“Climate change is already affecting people – killing crops, flooding homes and destroying lives.“ - Tracy Carty, Oxfam.
The debate on climate change has moved from Paris to Marrakesh in Morocco and COP22 from 7-18 November, for more contentious proposals. In Marrakesh, countries will focus on “loss and damage” protocols developed to help communities deal with the impact of climate change through a variety of financial measures. A 135 million people are at risk of displacement due to land degradation and tens of millions risk being impoverished as their livelihoods are threatened, many nations seek attention on the under-resourced climate institution such as a newly established displacement task-force which anticipates an exacerbation displacement of the problem of “climate migrants” and their lack of legal protection under present international refugee law.
The promise of $100 billion per year developed nations committed themselves to find by 2020 has already severely criticised for “double counting” existing aid flows and exaggerating of the rate at which public money can leverage private funds. “Fuzzy maths” and dodgy accounting are being used by wealthiest nations to 'overstate the actual support provided to developing countries by a large margin', Oxfam says. The world’s wealthiest countries are paying far less money to the poorest nations to help them cope with the effects of climate change than they claim, according to a new report by Oxfam. According to official figures, the developed world gave or helped raise about $41bn (about £33bn) a year in 2013 and 2014 to pay for renewable energy schemes, flood defences, and other such projects. Instead of $41bn, the net assistance to developing countries was estimated at between $11bn and $21bn. Most of the money is being spent on measures designed to reduce the rising global temperatures, rather than projects to help the poorest countries cope with its effects – like developing new ways of farming to produce enough food for people to eat. Oxfam estimated as little as $4bn may have been spent on ‘adaptation’. While wealthy Governments say they will provide $67bn of public money a year by 2020 – with the rest of the $100bn supposedly coming from private sources – Oxfam projected the real figure could be as low as $18bn.

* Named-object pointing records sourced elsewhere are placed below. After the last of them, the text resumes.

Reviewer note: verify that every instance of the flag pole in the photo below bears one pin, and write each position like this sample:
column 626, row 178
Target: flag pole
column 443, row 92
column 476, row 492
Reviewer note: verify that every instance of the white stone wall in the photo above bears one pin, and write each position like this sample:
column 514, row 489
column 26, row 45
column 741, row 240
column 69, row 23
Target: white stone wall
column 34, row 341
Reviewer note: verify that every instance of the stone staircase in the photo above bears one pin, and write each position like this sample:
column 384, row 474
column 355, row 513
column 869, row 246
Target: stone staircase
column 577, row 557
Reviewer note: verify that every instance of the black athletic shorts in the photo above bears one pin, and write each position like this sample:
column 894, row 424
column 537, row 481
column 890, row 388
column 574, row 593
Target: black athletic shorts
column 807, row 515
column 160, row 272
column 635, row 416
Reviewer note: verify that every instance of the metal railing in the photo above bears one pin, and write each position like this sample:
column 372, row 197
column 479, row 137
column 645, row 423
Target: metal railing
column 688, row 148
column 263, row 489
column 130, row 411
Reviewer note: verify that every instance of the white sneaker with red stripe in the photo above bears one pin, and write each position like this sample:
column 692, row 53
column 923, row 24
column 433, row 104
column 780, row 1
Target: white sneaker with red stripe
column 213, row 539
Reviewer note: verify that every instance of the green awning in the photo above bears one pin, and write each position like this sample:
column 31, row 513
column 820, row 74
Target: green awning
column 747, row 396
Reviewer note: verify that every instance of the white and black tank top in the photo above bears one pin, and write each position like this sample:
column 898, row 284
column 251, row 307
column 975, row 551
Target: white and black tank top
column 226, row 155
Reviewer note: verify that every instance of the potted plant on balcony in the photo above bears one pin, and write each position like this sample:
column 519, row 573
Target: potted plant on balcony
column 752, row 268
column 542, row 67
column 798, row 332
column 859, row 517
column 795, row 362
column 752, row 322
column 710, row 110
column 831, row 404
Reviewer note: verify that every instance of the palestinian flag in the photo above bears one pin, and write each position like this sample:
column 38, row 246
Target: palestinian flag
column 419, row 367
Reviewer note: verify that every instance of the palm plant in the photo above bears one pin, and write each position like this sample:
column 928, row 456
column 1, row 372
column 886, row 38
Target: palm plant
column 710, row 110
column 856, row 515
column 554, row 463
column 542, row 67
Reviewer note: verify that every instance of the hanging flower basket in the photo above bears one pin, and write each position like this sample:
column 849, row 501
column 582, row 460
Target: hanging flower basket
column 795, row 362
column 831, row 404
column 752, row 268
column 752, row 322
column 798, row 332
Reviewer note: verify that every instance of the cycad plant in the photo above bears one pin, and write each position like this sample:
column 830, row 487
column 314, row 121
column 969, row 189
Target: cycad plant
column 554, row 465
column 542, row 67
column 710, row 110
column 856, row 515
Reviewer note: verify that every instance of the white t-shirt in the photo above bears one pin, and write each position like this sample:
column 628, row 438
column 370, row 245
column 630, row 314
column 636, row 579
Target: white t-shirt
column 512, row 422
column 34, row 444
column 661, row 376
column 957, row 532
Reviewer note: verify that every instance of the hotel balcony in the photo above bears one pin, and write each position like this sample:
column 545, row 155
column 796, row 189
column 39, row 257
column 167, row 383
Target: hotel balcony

Oxfam pointed to the current food crisis in Africa where tens of millions of people are struggling to get enough to eat amid a drought exacerbated by climate change and this year’s El Nino weather system, saying this was a sign of things to come if more was not done.
“The world’s poorest people who are the most vulnerable to climate change are the least responsible, yet only a fraction of the money available is going to help them adapt. Climate finance is a lifeline for vulnerable people that are on the frontline of coping with climate change. The greater the share of the $100bn that is miscounted or over-counted, the less they receive to deal with floods, droughts, and other extreme weather,” explained, Tracy Carty, Oxfam's climate policy lead who co-authored the report “The world’s poorest people who are the most vulnerable to climate change are the least responsible, yet only a fraction of the money available is going to help them adapt.”
The United Nations Environment Programme (Unep) said that pledges put forward to cut emissions would see temperatures rise by 3C above pre-industrial levels, far above the the 2C of the Paris climate agreement, which comes into force on Friday.
Erik Solheim, chief of Unep, warned in particular that people would start being displaced from their homes by the effects of climate change.
“Most of all, we will grieve over the avoidable human tragedy; the growing numbers of climate refugees hit by hunger, poverty, illness and conflict will be a constant reminder of our failure to deliver. None of this will be the result of bad weather. It will be the result of bad choices by governments, private sector and individual citizens.”
Asad Rehman, Friends of the Earth’s international climate campaigner, said: “This is a stark warning that cannot be ignored – tougher action on climate change is urgently needed to prevent the world speeding towards catastrophe. Governments are drinking in the ‘last chance saloon’ if the lofty goals of the Paris climate agreement are to be met.”
The main obstacle to reducing global warming is capitalism, where production is geared to profit, and production costs have to be kept to a minimum. Attempts to tackle climate change in the context of a world market economy will, at best, achieve only limited results. In socialism, where production can be rationally organised according to human need, we'll have the best chance of successfully curtailing global warming. Capitalism simply does not provide a framework for the rational solution of the problem of threatened climate change. In Marrakech, there will be many fine words spoken but all will be qualified by ifs and buts and maybes. We’ll look back at its achievements and see another abject failure. COPs can’t cope with the reality of capitalism.